CN109885686A

CN109885686A - A kind of multilingual file classification method merging subject information and BiLSTM-CNN

Info

Publication number: CN109885686A
Application number: CN201910127535.8A
Authority: CN
Inventors: 崔荣一; 孟先艳; 赵亚慧; 易志伟; 田明杰; 徐凯斌; 杨飞扬; 王琪; 黄政豪; 金国哲; 张振国; 胡荣; 王大千
Original assignee: Yanbian University
Current assignee: Yanbian University
Priority date: 2019-02-20
Filing date: 2019-02-20
Publication date: 2019-06-14

Abstract

The present invention relates to text classification technical fields in natural language processing, and in particular to a kind of multilingual file classification method for merging subject information and BiLSTM-CNN implements process are as follows: construct Parallel Corpus towards the multilingual parallel corpora of English in collecting first；Languages text each in corpus is pre-processed；Utilize the term vector of each languages of word embedded technology training；Each languages text subject vector is extracted using topic model；It builds and is suitable for multilingual neural network model, and merge subject information, carry out multilingual text representation.The method of text classification, solves aphasis, has very strong adaptability, is able to satisfy the demand of multilingual text classification, practical.

Description

A kind of multilingual file classification method merging subject information and BiLSTM-CNN

Technical field

The present invention relates to text classification technical fields in natural language processing, and in particular to a kind of fusion subject information and The multilingual file classification method of BiLSTM-CNN.

Background technique

With the rapid development of Internet, more and more internet datas exist in a text form, simultaneous International development, multilingual text data are more and more common.People are increasingly not content with the text under single language environment This information, the demand to multilingual text information are constantly promoted.People are urgent to be wished to from multilingual text data quickly Effectively find oneself required information.Research direction of the multilingual text classification as natural language processing is that solution is more The effective ways of languages text information development.

Multilingual text classification, objective are in the case where not needing manual intervention by existing automatic Text Categorization skill Art is expanded to multilingual by single languages.With the progress of globalization process, the research of multilingual text classification has obtained extensive pass Note and development, there are mainly four types of different methods at present.

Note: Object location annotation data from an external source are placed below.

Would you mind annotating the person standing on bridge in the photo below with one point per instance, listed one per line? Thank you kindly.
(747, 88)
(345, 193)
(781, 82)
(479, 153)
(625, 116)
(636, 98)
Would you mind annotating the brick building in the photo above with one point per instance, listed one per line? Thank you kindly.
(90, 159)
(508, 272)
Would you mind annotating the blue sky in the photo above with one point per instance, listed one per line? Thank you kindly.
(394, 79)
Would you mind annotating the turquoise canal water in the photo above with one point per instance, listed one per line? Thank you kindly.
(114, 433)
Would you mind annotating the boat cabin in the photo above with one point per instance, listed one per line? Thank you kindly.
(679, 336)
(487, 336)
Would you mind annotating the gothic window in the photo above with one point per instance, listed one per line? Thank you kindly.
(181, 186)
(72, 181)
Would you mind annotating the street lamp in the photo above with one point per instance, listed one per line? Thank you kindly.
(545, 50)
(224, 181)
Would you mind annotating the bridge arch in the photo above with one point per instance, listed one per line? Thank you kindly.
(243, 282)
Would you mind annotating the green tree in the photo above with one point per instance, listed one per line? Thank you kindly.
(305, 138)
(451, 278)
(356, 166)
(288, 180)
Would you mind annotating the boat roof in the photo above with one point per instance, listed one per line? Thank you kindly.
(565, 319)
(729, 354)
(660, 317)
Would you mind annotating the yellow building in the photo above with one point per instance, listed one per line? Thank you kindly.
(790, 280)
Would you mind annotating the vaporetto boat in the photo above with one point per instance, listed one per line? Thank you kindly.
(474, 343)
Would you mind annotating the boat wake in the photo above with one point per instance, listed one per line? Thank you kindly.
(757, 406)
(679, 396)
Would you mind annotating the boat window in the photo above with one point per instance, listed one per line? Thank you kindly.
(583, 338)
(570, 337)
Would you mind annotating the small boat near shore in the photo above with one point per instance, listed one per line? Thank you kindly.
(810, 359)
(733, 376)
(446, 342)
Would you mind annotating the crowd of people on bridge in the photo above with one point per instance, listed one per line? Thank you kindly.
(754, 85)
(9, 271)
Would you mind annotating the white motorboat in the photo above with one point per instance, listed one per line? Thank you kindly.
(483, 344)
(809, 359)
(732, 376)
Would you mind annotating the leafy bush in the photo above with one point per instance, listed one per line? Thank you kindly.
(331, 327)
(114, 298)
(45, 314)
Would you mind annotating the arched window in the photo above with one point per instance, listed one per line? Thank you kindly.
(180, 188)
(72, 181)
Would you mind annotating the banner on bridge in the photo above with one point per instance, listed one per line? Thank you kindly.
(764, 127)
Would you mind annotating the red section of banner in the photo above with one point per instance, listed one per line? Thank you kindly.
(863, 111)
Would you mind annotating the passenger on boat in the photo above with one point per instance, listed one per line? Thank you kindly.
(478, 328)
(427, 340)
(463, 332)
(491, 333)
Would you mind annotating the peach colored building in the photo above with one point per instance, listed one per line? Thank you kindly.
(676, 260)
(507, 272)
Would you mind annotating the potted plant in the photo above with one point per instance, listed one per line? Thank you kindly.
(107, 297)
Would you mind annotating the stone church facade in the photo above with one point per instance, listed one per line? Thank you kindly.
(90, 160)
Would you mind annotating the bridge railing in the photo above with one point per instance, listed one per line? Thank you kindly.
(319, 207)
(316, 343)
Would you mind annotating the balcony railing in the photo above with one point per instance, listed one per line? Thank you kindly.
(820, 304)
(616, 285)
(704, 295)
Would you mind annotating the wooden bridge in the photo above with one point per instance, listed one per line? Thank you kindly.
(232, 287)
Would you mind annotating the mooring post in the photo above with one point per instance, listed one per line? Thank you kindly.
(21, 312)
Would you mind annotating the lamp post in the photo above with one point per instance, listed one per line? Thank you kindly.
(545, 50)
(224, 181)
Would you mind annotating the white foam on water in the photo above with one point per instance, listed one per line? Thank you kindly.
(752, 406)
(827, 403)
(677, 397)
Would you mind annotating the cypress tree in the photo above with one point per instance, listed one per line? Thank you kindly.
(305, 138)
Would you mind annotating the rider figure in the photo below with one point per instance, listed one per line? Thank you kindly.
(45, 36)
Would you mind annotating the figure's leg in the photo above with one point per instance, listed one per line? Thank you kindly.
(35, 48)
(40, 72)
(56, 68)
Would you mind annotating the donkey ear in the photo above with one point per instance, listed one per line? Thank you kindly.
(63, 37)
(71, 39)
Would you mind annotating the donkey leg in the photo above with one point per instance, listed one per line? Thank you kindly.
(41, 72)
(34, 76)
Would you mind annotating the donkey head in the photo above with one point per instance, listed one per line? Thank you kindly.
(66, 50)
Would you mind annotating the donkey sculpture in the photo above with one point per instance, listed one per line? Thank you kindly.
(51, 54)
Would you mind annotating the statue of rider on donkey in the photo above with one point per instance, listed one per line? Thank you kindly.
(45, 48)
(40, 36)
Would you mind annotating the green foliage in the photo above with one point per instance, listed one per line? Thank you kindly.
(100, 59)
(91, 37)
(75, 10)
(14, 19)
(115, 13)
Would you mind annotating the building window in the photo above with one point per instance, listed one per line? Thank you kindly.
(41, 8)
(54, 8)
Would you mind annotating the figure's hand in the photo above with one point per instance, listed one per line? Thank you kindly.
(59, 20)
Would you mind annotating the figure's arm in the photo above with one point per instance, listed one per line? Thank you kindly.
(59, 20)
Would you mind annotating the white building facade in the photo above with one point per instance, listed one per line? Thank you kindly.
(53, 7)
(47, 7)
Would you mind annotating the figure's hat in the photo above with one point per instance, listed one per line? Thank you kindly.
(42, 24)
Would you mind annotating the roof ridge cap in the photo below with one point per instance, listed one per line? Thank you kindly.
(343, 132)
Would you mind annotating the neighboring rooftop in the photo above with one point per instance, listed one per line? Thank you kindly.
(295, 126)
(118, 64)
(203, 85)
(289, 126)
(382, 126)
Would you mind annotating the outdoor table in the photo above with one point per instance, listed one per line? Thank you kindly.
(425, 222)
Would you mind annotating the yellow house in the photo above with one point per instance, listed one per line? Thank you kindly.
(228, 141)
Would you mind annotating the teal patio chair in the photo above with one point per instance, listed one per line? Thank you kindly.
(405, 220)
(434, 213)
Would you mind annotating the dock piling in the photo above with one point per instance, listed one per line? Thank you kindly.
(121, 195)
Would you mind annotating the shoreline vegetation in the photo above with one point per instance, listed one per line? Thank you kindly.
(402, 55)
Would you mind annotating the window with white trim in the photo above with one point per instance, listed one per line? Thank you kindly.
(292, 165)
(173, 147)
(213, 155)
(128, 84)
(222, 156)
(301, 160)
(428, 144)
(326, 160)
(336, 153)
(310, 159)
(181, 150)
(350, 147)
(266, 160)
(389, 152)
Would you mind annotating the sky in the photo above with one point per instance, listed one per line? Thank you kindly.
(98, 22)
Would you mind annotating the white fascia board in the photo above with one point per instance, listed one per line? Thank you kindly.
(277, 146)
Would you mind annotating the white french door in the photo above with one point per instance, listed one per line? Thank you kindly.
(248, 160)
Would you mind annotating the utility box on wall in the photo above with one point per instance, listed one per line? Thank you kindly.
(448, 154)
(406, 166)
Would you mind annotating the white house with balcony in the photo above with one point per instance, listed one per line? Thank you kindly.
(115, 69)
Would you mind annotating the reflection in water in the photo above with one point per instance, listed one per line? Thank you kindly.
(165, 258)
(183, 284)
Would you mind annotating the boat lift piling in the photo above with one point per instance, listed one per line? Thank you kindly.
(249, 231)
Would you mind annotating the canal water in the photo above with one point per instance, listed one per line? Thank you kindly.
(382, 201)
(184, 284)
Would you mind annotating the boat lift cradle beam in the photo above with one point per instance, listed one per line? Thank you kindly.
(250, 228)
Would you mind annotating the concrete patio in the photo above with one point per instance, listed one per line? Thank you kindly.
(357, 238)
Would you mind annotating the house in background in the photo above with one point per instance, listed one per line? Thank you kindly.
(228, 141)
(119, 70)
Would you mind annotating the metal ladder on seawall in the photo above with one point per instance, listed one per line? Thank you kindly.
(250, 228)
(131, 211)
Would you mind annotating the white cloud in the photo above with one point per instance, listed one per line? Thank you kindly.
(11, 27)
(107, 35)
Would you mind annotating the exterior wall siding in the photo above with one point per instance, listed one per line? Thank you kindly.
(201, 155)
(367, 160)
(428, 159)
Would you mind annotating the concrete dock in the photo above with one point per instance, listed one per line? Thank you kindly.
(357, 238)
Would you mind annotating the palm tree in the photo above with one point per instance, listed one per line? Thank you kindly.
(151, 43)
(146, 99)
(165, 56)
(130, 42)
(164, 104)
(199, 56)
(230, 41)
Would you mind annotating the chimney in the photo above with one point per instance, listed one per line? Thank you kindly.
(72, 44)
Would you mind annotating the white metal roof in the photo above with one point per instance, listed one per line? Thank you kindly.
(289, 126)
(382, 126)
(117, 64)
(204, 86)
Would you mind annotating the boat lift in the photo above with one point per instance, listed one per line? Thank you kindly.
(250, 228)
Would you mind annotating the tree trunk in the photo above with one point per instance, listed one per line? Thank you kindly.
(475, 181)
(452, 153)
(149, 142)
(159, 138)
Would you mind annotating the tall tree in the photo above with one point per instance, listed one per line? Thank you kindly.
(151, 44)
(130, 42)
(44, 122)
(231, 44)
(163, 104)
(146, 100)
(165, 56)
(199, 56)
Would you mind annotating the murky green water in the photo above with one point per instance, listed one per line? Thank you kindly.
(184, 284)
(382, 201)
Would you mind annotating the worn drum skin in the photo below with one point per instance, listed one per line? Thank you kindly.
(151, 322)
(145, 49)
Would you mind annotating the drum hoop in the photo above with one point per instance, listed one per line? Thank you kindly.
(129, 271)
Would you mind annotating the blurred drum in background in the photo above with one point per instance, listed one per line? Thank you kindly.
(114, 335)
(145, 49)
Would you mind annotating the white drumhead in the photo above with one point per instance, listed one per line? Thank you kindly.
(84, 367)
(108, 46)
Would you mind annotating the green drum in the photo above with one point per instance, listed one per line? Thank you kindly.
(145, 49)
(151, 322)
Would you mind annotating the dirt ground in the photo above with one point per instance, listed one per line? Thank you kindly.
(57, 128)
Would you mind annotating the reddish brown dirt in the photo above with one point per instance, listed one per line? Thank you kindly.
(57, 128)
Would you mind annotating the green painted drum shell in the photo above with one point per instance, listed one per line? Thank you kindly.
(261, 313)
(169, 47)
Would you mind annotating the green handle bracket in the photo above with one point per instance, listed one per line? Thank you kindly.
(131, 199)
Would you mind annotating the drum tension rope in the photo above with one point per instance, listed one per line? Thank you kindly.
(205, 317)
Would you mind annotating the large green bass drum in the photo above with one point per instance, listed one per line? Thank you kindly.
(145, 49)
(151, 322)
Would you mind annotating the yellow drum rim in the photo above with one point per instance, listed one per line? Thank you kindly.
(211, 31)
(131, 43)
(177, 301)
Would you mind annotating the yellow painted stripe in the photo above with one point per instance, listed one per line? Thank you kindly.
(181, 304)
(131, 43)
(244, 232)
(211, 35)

Method based on dictionary.The strategy of bilingual dictionary is used, this method is simple and easy.For example, Olsson et al. is logical English Training document is translated into Czech document by the mode for crossing the bilingual dictionary of probability, to carry out across language text classification. But this method can not solve the problems, such as polysemy.

Method based on corpus.This method is divided into Parallel Corpus and comparison corpus, and Parallel Corpus refers to same Information is described with different language；Compare corpus and refer to that the information of same subject is described with different languages, In document be aligned according to discussed theme.But this method needs the highly developed and comprehensive corpus of covering, to reality The condition of testing causes significant limitation, is unfavorable for extending.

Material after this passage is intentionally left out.